Dr. Loth built upon his work in developing 3-D models of the CSF/spinal cord system to allow examination of CSF pressure changes in the vicinity of the syrinx and associated geometry changes (compliance) during the cardiac cycle. Unique to his work, Dr. Loth constructed the first functional mechanical model of the CSF/spinal cord system for a CMI/S patient, allowing him to analyze conditions that are conducive to syrinx formation.
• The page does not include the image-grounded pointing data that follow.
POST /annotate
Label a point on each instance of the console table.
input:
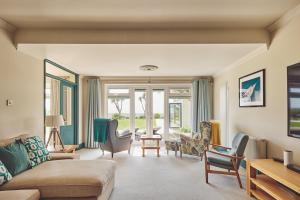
(275, 181)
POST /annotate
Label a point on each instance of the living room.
(172, 80)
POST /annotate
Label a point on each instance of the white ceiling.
(143, 13)
(125, 60)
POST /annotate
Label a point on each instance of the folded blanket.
(101, 130)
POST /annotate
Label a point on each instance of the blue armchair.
(228, 161)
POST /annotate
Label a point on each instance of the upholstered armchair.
(116, 142)
(198, 142)
(229, 162)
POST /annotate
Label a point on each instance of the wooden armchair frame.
(234, 159)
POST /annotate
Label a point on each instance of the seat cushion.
(219, 161)
(20, 195)
(65, 178)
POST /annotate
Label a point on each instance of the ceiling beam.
(6, 26)
(170, 36)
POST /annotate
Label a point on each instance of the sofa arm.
(63, 156)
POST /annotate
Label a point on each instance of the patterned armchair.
(196, 144)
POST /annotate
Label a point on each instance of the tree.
(118, 102)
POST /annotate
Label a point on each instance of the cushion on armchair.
(15, 158)
(125, 133)
(4, 174)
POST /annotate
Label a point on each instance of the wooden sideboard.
(275, 181)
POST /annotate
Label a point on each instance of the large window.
(150, 109)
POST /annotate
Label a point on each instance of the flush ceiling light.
(148, 67)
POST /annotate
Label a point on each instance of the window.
(150, 108)
(119, 107)
(180, 110)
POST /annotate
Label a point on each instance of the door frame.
(76, 95)
(149, 98)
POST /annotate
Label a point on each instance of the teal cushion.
(4, 174)
(36, 150)
(15, 158)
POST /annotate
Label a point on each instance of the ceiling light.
(148, 67)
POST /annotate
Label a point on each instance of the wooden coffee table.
(156, 138)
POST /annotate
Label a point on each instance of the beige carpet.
(166, 178)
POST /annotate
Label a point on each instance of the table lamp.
(54, 121)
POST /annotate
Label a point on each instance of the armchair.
(196, 144)
(116, 142)
(229, 161)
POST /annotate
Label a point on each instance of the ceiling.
(125, 59)
(109, 14)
Quite often, research leads to difficult questions that ultimately advance our understanding of how things work. Interestingly, Dr. Loth found that the CSF pressure was higher in the syrinx than outside (in the subarachnoid space). The paradox that he noted is that fluid flow always goes from high to low pressure and that one would expect that conditions would be unfavorable for syrinx formation.
Dr. Loth believes that studying the pressure environment in the spinal canal may be the key to understanding the development of syringomyelia. Armed with this knowledge, physicians may be able to refine their surgical techniques, predict when a syrinx will form or regress and develop entirely new treatment options.
Chiari I Malformation and Syringomyelia in Identical Twins Discordant for Chronic Fatigue Syndrome
Grant Recipient: Dedra Buchwald, MD, Director, Chronic Fatigue Syndrome Cooperative Research Center, University of Washington
Dates: August 1, 2000 July 31, 2001
Grant Amount: $10,900
Dr. Buchwald has performed extensive evaluations on the central nervous system function of 22 sets of identical twins. The grant contributed to funding for CINE MRIs during the period August 1, 2000 to July 31, 2001 (paid December 2003). The ongoing study will help determine if there is evidence of Chiari malformation, syringomyelia or any signs of abnormal cerebral spinal fluid flow that could be related to chronic fatigue syndrome and/or fibromyalgia. (The Chronic Fatigue Syndrome Cooperative Research Center is currently funded by NIH.)
Chiari Malformation I/Syringomyelia Genetic Research Study
Grant Recipient: Marcy C. Speer, PhD, Associate Research Professor, Department of Medicine, Center for Human Genetics, Duke University
Grant Amount: $100,000
The Center for Human Genetics at Duke University, in collaboration with Dr. Thomas Milhorat and colleagues of North Shore University Hospital/Manhasset NY and the American Syringomyelia Alliance Project, is investigating the hereditary basis of Chiari type I malformations with or without syringomyelia. Research is aimed at learning if CM1/S is indeed caused by factors inherited through the family and, if so, which genes are involved.
More than 150 families joined the initial phase of the CM1/S research study and provided detailed family histories and blood samples. We reported familial aggregation in a large study of 364 CM1/S patients. Of these study participants, 21 of the patients’ families had two or more cases of CM1/S within the family. Thanks to all of the families who generously participated in the study, we were able to successfully accomplish the first step of the genetic research, which showed familial aggregation of CM1/S.